Antonia, surnommée La Pistolera, fait partie des Brigades Rouges italiennes. Son surnom vient de ses actions pour les Brigades : tirer dans les jambes de leurs cibles. Lutte armée mais pas lutte à mort, Antonia fait partie de ces êtres humains capables d’un engagement total mais pas jusqu’au-boutiste dans une lutte aussi politique que sociologique, économique, autant morale que violente. En 1974, sous le feu des projecteurs de la police qui ressert les mailles de ses filets sur les membres des Brigades, Antonia décide de fuir. Ce verbe sera son leitmotiv, scandé inlassablement comme un mantra protecteur, rapidement rejoint par un second motto : vivre.
A partir de là, le destin d’Antonia va dramatiquement changer. Avec l’aide de la Congrégation dans laquelle son cousin Anselme officie, elle part en mission humanitaire en Ethiopie, pour y enseigner. Partie pour fuir son passé et son présent, Antonia se construit un futur : dans les bras de Jordi d’abord, autre exilé qui a fui le franquisme, au contact de la population défavorisée d’une Afrique Noire minée par les rivalités ethniques, entretenues voir attisées par les puissances occidentales au premier rang desquelles les Etats-Unis. Ces guerres ethniques provoqueront le départ d’Ethiopie d’Antonia et de la Congrégation, au début des années 80, vers le Rwanda. Là encore, les tensions ethniques rattraperont Antonia jusqu’au paroxysme tragique du début des années 1990.
Il y a beaucoup de choses dans ce roman. Il y a tout d’abord la trajectoire d’Antonia. Il y a ensuite la trame politico-sociétale rencontrée par Antonia à chaque point de chute, que ce soit en Italie avec les accointances entre le pouvoir en place et les groupuscules fascisants au détriment de la frange ouvrière du pays, que ce soit en Ethiopie ou au Rwanda, ou en Amérique Latine à travers des personnages secondaires, avec pour points communs les manipulations opérées par les pouvoirs en place (sur l’information, sur sa présentation et son détournement), toujours fomentées avec l’aide, l’appui ou la simple condescendance de puissances extérieurs (Etats-Unis pour l’Amérique Latine et l’Europe, la France au Rwanda, etc…). Toute la force du livre de Gildas Girodeau est de parvenir à éclairer le lecteur sur ces sujets avec le recul nécessaire pour ne pas prendre parti à la place du lecteur et faire son « exposé » le plus clairement et le plus simplement possible.
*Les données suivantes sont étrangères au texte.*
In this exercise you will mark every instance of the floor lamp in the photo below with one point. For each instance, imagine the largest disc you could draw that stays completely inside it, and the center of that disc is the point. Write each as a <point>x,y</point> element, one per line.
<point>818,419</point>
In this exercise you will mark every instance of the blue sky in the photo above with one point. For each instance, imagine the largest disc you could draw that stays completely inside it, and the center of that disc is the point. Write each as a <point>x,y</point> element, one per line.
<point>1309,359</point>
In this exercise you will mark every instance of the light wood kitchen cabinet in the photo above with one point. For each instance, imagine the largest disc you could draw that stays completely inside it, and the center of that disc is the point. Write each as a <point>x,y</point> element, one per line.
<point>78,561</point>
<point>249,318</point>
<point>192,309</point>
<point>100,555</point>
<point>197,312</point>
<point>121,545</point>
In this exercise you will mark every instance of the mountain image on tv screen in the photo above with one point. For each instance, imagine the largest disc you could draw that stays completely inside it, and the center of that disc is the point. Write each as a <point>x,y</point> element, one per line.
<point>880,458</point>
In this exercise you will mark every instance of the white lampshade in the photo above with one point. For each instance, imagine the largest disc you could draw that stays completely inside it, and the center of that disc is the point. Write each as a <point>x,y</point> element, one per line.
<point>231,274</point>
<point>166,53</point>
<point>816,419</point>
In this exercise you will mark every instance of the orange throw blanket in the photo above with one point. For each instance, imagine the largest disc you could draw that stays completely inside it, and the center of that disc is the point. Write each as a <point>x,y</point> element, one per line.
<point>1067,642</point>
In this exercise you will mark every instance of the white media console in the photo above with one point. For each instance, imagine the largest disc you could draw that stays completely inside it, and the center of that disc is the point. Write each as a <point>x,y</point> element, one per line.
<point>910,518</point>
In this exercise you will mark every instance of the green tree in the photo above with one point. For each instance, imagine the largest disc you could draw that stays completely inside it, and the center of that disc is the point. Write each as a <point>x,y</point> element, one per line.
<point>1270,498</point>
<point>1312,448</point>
Il y a donc aussi Antonia, au milieu de tout cela. Personnage central du livre, Gildas Girodeau, plutôt que d’en faire une passionaria atteinte de folie idéologique et meurtrière, en fait une victime autant qu’une coupable. Antonia, dans sa fuite, ne part à la recherche d’aucune rédemption parce qu’elle ne regrette pas son passé. Elle est simplement contrainte d’en changer. C’est ce changement qui favorisera par contre son évolution personnelle : son combat reste le même, seules ses méthodes changent ; elle abandonne la lutte armée pour une lutte intellectuelle, basée sur l’éducation de plus faibles pour leur donner les moyens de lutter eux-mêmes. A travers le personnage d’Antonia, Gildas Girodeau nous interroge sur le fait de savoir si, finalement, la fin justifie ou non les moyens. Antonia se pose la question discrètement, indirectement tout au long du livre, se remettant en cause constamment au contact des autres personnes qu’elle croise à chaque étape et le lecteur pourra se faire une idée lui-même à ce sujet à travers le destin d’Antonia, lié à tout jamais au sort des plus démunis, des laissés pour compte, des défavorisés, des minorités.
Gildas Girodeau, à travers une écriture limpide et lumineuse, braque le faisceau de son style sur une partie du tableau des manigances politiciennes qui sous-tendent le monde géopolitique depuis des décennies, sans que rien n’ait vraiment jamais changé, sans que l’humanité dans son ensemble n’ait rien appris de ses errements passés.
Cet « Antonia » est un livre magnifique par sa puissance évocatrice, par l’humanité qui s’en dégage malgré tout, par son utilité éducatrice, par la beauté de son écriture aussi tout simplement. Un grand coup de cœur de ce premier semestre 2015 !
Une relation facebookienne a posté ceci récemment qui correspond assez bien à l’impression laissée par « Antonia » (Dieu que j’aimerai parfois arriver à m’exprimer aussi intelligemment) :
Ai adoré ces mots hier soir sur le trottoir de Charybde du critique littéraire d’un grand quotidien : « Le plus intéressant en parlant d’une œuvre, c’est quand même d’essayer de dégager la simplicité dans l’apparemment complexe et de montrer la profondeur du travail dans l’apparemment simple… » (en substance).